Effect of Streamflow Component Structure on Characterizing Storage–Discharge Dynamics in an Analytical Probabilistic Streamflow Model

Streamflow represents the hydrological output behavior of the catchment system and can elucidate the physical processes of other hydrological variables, such as rainfall–runoff processes and storage–discharge dynamics. Understanding streamflow dynamics not only enhances comprehension of complex hydrological processes and influencing factors, but also aids in estimating potential hydrological conditions in ungauged areas. In this study, we explored the differences in the flow duration curve (FDC) structure of streamflow components, ranging from slow to fast, using multiple hydrograph separation.
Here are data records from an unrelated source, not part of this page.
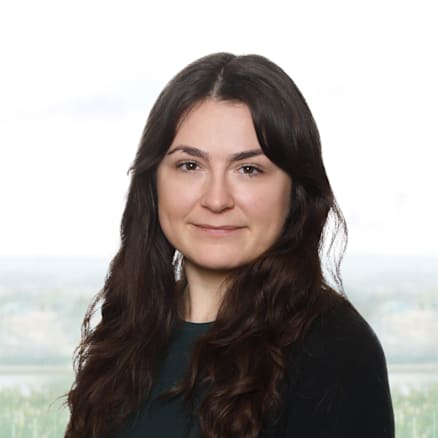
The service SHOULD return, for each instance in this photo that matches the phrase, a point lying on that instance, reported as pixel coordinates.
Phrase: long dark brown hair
(269, 303)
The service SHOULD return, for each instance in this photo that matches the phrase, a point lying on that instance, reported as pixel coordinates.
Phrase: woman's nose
(217, 195)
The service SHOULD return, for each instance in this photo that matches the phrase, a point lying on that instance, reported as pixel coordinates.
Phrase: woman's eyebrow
(195, 152)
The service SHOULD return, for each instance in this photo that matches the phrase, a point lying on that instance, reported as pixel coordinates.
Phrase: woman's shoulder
(340, 333)
(338, 384)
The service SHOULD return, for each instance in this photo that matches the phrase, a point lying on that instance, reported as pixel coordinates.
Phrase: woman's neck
(203, 294)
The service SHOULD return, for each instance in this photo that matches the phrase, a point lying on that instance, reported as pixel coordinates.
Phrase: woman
(217, 318)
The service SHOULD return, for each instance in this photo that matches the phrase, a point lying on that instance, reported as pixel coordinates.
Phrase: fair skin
(221, 201)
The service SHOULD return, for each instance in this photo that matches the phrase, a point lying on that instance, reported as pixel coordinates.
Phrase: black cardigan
(337, 387)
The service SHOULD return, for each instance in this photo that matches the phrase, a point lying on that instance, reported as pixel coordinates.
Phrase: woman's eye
(250, 170)
(188, 166)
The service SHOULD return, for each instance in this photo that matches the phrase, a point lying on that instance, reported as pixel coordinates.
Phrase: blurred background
(77, 82)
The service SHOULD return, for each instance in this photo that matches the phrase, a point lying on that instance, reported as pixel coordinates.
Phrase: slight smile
(220, 230)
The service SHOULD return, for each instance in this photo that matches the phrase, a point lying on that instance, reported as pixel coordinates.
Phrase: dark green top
(338, 386)
(166, 419)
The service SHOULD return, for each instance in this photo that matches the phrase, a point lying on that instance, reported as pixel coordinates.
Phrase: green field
(37, 411)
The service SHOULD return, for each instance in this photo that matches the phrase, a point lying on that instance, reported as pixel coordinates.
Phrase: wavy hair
(269, 303)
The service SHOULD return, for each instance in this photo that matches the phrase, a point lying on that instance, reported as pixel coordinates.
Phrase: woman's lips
(218, 230)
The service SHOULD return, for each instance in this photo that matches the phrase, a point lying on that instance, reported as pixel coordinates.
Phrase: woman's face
(221, 201)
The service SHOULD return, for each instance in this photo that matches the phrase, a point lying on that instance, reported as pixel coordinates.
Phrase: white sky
(77, 80)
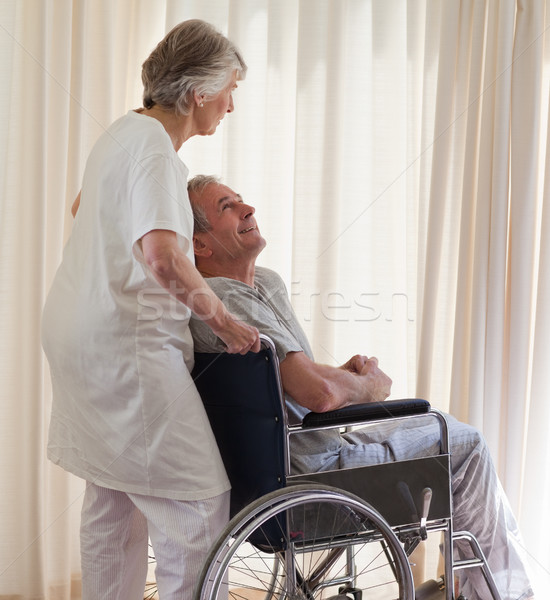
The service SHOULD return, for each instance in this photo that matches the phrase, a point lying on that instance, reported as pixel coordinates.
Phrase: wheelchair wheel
(307, 542)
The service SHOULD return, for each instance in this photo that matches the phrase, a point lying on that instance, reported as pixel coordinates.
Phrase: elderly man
(227, 242)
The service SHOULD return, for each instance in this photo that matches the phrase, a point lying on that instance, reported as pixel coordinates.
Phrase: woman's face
(214, 109)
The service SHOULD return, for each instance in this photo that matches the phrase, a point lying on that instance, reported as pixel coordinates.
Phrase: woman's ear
(200, 248)
(199, 100)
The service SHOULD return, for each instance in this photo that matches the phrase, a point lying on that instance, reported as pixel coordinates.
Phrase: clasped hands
(378, 383)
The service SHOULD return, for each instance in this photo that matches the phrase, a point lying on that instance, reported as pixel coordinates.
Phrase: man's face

Additionally, we analyzed the recession index and recession parameters of individual recession segments to characterize the storage-discharge dynamics based on the linear and nonlinear reservoir assumptions, respectively. We applied an analytical probabilistic streamflow model to determine which structure better aligns with the model’s physical basis, assuming streamflow generation from groundwater discharge when a sequence of rainfall events increases soil moisture beyond the retention capacity. It also provides estimations of optimal recession parameters for comparison with individual recession segment results. The recession analyses and multiple streamflow components separation revealed differences in dominant recession index, recession parameters, and streamflow complexity between catchments, highlighting their relationships with catchment characteristics. Recession parameters from FDCs with different components demonstrated the storage–discharge mechanisms associated with changes in streamflow components. The conformity of multiple streamflow component structures to the model’s basic assumptions can be evaluated through the model performance, contributing to an understanding of streamflow component structures in catchments and their relevance to specific streamflow generation mechanisms.